POSITIVE OUTLOOK: Employment law partner Lorna Valcin

BLACK WORKERS could greatly benefit from government plans to allow employees more legal right to request flexible working patterns, a legal expert has said.

Lorna Valcin, employment law partner at Colemans-CTTS in Kingston, London, said the reforms would help ensure black workers get better work/life balance.

Among the reforms, which were announced by deputy Prime Minister Nick Clegg and expected by 2015, is allowing parents to take turns in maternity and paternity leave.

The changes are also expected to make it easier for extended family members to play a greater role in helping parents with childcare.

She told The Voice : “This announcement is welcome and encouraging news. According to a recent Office of National Statistics report, the biggest percentage of lone-parent households is among black ethnic groups - forty-eight per cent of black Caribbean families have one parent, as do 36 per cent of black African households.”

She added: “Therefore, (the) news will, it is hoped, relieve the burden on managing family life. Providing increased flexibility for all will mean that lone parents will be able to share childcare commitments with extended family and friends more easily.

“This would help to reduce child care costs considerably and mean that mothers are able to more easily return to work and get a better work-life balance when they do.”

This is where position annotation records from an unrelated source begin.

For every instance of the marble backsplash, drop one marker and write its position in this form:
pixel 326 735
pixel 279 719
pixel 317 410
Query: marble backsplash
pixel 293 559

The government said employers would not be forced to accept a flexible working request but would have to give a good reason for turning down requests.

While reforms have been welcomed, critics have raised concerns about how flexible working may impact worker’s incomes and affect the costs incurred by especially smaller businesses.

However, Valcin urged employers to keep an open mind and focus on potential benefits.

“Employers may, at first, be concerned about how they will manage flexible workers. However they must remain open minded to the potential benefits of such a change (with) the biggest benefit being to retain loyal, happier, staff,” she said.

“Often customers would like to see more flexible business operating hours and by allowing employees to work outside of the traditional 9-5, they will be able to meet this demand.”